It's Only a Storm in a Teacup: 05/09/08

Friday, May 9, 2008

Rest In Peace, I Grieve You.

Dear Ibidem,

I was quite pleased to know you. From all the persons I’ve been pleasured to meet, you were one of the best. You were created from the purest motives. You were far from perfect but your attempts were sometimes really fantastic. I miss you as I write this. About a month ago you started to fall ill. Maybe it was before that. It seems like the rose petals you walked on became thorns. It seems that the cool clean air you breathed turned to black dust. I suppose the heaving and choking was too terrible to bear. I wish you tried to stay longer.
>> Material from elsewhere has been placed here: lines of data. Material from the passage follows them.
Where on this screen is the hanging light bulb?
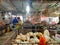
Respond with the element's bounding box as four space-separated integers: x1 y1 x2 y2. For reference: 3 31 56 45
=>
26 5 30 13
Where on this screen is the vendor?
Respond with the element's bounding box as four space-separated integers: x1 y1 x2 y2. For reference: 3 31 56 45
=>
13 17 18 25
13 17 18 28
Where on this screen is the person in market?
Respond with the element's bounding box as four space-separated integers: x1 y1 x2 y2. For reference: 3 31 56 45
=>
38 26 49 45
13 17 18 28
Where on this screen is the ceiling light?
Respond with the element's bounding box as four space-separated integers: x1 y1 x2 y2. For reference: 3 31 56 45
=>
26 6 30 13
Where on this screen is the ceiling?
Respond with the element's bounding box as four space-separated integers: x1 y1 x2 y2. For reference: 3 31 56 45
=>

I’ve only known you for one year.

How I miss you dear friend. You gave me hope in hopeless times and trust when the path ahead was in darkness. I know that you ultimately blame yourself for what led to your demise and the unhappiness of others. I know you tried to survive on the idea that it was your own failure that brought you into the spiral of madness. And I think you would still be here if you could have blamed yourself fairly. That was always your problem; you were happy blaming and hating yourself, but you couldn’t accept the notion of blaming others. Didn't you remember that I told you to stop having so much faith in humankind? Oh Ibidem, why didn’t you take my advice? Now I grieve your passing. I accept that it’s your time to go. And I think you leave as beautiful as you came. I wish that you did not leave me here alone. I’m so cold without you that the bleakness of a blizzard seems warmer. I’m so cold inside that if ice were inside me, it would shiver. But farewell old boy, I won’t bind you to this world by grieving you too long.

I miss your life, I miss you to death, and soon I’ll even miss your death. Life goes on without your friendship anyway. I don’t know what you would have told me. We never suffered when you were here. I shouldn’t call you friend, you are at least my brother, and you are at least me. So Ibidem, I shall call you Id. Pass lightly lovely spirit. I have great respect for you. Take with you all that you need from me, from this place, and remember to always love. I don’t think I ever told you that I love you. This I regret. I love you Id. You were too good for this world and far too good for me.

Let this letter serve as your v-obituary. Electronically you lived, electronically you shall die. Pass lightly, avoid the hells, and take with you a picture of her. At your request, on your deathbed, I have recorded your official last words. They follow:

“Maybe it was not about dying without true love but finding true love and losing it. It’s not as romantic as dying at the bottom of the ocean looking for pearls for Leah. But I still feel the same in my dreams. My dreams never end. I’ll hold this thorny rose until I have hands no more. Thank you for helping me sleep, brother. I need to live in my dreams now.”

I wipe away tears as I lay you down onto the knife that has already taken you. I don’t know why I had to be the one. It angers me. It makes me feel lonely and all alone. Give me this time Id. I am alone to find a new path. It’s an atrocity that I’m in control of this life. But I will do my best with the state of mind you left me. I will do my best with this reality you left me. You would have made your own path but I must find one that was already created. Ego is what I am. Rest now, close your eyes, relax as the darkness falls. I will always remember you. I am a better man for having met you. Thank you Id. I love you. Lights out. Goodnight for the last time old boy.